Lou Reed to Be Inducted into Rock and Roll Hall of Fame
The late rock legend Lou Reed, who died in 2013 at home in Springs, will be posthumously inducted into the Rock and Roll Hall of Fame next year as a solo artist.
The induction ceremony—the Rock and Roll Hall of Fame’s 30th—will be held April 18 in Cleveland.
Reed was a unique figure in popular music: a committed rule-breaker, an experimentalist in a musical culture that expects adherence to fairly strict formulas.
In the mid-60s, Reed, a Long Island native who had studied poetry with Delmore Schwartz at Syracuse University, formed the band The Velvet Underground with violist John Cale.

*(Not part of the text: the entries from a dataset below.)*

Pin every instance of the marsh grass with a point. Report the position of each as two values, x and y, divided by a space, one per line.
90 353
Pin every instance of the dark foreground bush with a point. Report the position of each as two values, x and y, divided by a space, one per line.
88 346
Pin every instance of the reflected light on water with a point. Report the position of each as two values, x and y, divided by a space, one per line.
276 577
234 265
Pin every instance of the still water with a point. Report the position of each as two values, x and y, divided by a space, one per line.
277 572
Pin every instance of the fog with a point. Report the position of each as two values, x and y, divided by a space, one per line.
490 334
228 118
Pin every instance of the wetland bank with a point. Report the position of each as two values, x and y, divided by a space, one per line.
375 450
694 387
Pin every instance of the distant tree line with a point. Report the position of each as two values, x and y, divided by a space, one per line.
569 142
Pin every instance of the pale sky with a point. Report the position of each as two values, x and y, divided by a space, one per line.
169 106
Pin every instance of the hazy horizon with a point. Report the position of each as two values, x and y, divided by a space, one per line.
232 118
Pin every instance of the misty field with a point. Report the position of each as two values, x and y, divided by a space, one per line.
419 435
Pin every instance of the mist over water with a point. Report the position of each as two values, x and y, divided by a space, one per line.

The Velvet Underground’s music, with Lou Reed as principal songwriter, tended to be dark and discordant, with lyrics that explored then-taboo subjects like sado-masochism and drug addiction.
The Velvet Underground—which was inducted into the Hall of Fame in 1996—attracted the attention of famed artist Andy Warhol, who became their manager, incorporating them into his multimedia Exploding Plastic Inevitable and designing the now-classic cover of their first album, featuring a bright yellow banana. Though now considered seminal, The Velvet Underground was at the time a commercial failure, and Reed left the band in 1970.
As a solo performer, Reed found his greatest success with the album Transformer. Produced by David Bowie and Mick Ronson, the album featured “Walk On The Wild Side”, Reed’s sly tribute to certain misfits in the Warhol entourage—the song used coded references to evade radio censorship.
With the late-70s emergence of punk rock came a rediscovery and critical re-evaluation of The Velvet Underground, with a consequent recognition of Lou Reed as a punk pioneer.
Other performer inductees include the Paul Butterfield Blues Band, Green Day, Joan Jett & the Blackhearts, Stevie Ray Vaughan & Double Trouble and Bill Withers. Ringo Starr will become the fourth Beatle inducted into the Hall of Fame as solo artist. As a band, The Beatles entered the Hall of Fame in 1988.